Menteri Keuangan RI Sri Mulyani sekaligus Ketua Komite Stabilitas Sistem Keuangan (KSSK) mengatakan lembaga keuangan dunia merevisi proyeksi pertumbuhan ekonomi lantaran masih berlangsungnya pandemi virus Corona (Covid-19).
Dia menuturkan adanya kemungkinan terjadinya gelombang kedua (second wave) dan belum adanya kepastian vaksin Covid-19 menimbulkan ketikdakpastian, baik di level nasional maupun global.
“Di level global, sejumlah lembaga telah melakukan koreksi pertumbuhan secara tajam,” katanya saat konferensi pers KSSK secara virtual, Rabu (5/8/2020).
Sri Mulyani memaparkan Dana Moneter Internasional (IMF) memperkirakan pertumbuhan ekonomi global akan mengalami kontraksi hingga 4,9 persen. Menurutnya, IMF bakal megeluarkan proyeksi terbaru pada Oktober 2020.
Lebih lanjut, Bank Dunia (World Bank) telah melakukan koreksi pertumbuhan ekonomi dunia menjadi minus 5,2 persen. Sementara itu, Organisasi untuk kerja sama dan pembangunan ekonomi atau OECD awalnya memproyeksikan perekonomian dunia terkontraksi 6 persen kini memburuk menjadi 7,6 persen.
“Revisi ini disebabkan oleh ketidakpastian akibat terjadinya second wave [Covid-19],” jelasnya.
Terkait kondisi perekonomian Indonesia, Menkeu mengatakan kontraksi sudah terjadi sejak kuartal I/2020, yaitu realisasi 2,97 persen. Menurutnya, hal itu terjadi lantaran salah satu mitra dagang (trading partner) Indonesia terbesar, China, mengalami kontraksi sangat dalam hingga 6 persen.
Dia menuturkan realisasi pertumbuhan kuartal II/2020 yang mengalami kontraksi 5,32 persen jauh lebih jauh lebih rendah dibanding tahun lalu dimana Indonesia pertumbuhan 5,05 persen.
Menurutnya, kegiatan ekonomi mengalami penurunan cukup tajam pada April-Mei 2020.
“Namun, kami melihat Juni ada perbaikan atau pembalikan tren.

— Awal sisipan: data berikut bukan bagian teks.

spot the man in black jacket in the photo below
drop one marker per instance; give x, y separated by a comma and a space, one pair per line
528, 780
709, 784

Kami berharap ini dapat dijaga pada kuartal III,” ungkapnya.
Sri Mulyani menuturkan penerapan pembatasan sosial berskala besar (PSBB) berjalan meluas akhir Maret ternyata mempengaruhi kondisi perekonomian pada periode April-Mei sehingga terjadi kontraksi secara sangat dalam.

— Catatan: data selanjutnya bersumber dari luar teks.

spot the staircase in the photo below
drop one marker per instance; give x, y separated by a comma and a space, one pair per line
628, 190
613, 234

Untuk itu, otoritas fiskal dan moneter menerapkan langkah-langkah kebijakan dengan memperhatikan dinamika ekonomi dan dampak terhadap stabilitas sistem keuangan.
Selain melihat data, Ani mengatakan KSSK juga mendesain kebijakan untuk meminimalkan dampak negatif Covid-19 terhadap ekonomi dan sektor keuangan.

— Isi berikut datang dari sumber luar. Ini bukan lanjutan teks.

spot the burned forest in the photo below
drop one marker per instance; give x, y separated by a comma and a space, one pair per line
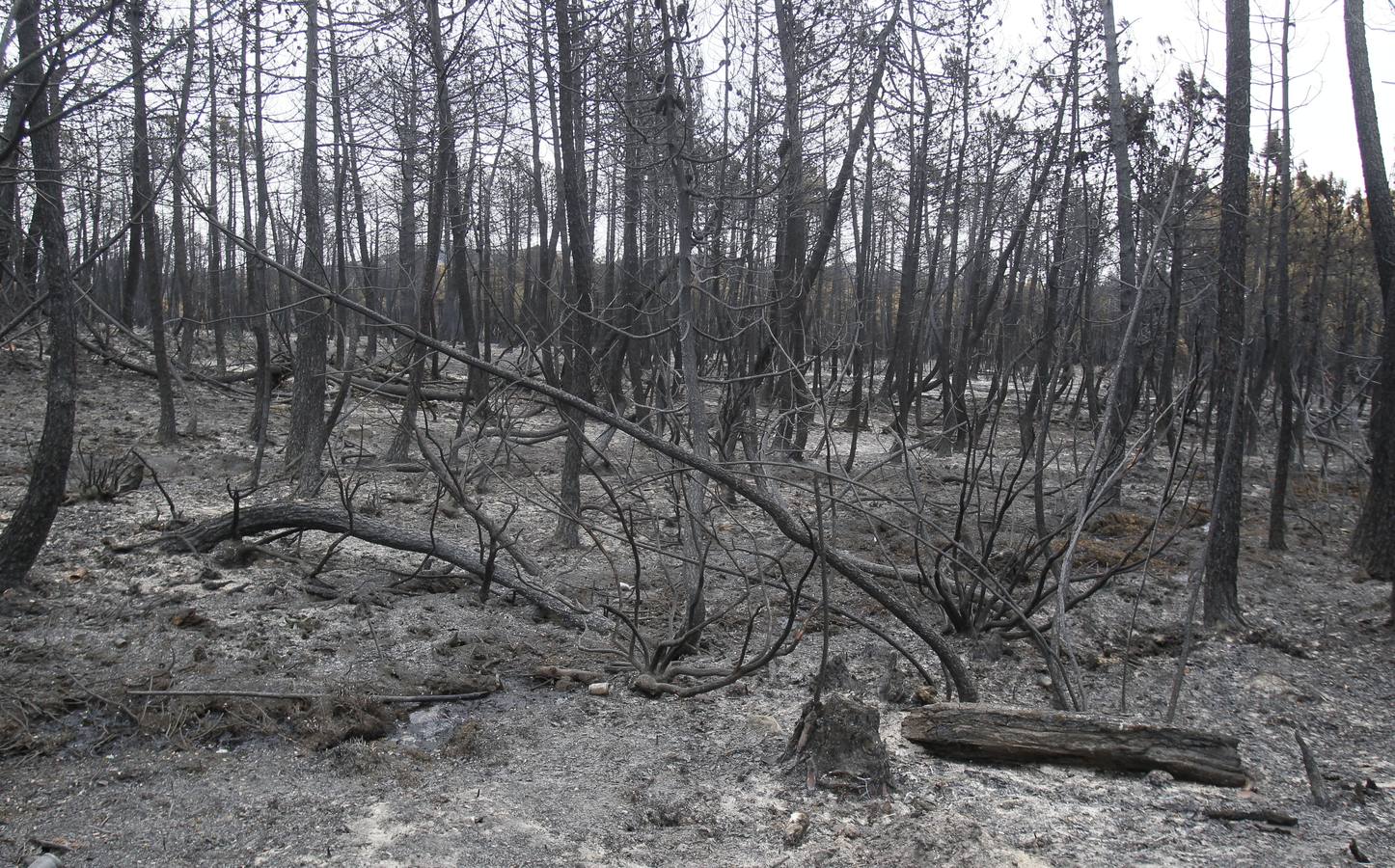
697, 433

“Jika diperlukan, kami juga lakukan perubahan kebijakan,” ujarnya.
Sebelumnya, Kepala BPS Suhariyanto mengatakan, Produk Domestik Bruto (PDB) Indonesia berdasarkan harga konstan pada kuartal II/2020 sebesar Rp2.589,6 triliun.
Jika dibandingkan dengan kuartal I/2020, maka ekonomi Indonesia mengalami kontraksi -4,19 persen. Sementara itu, kumulatifnya pada semester I/2020 mencapai 1,26 persen.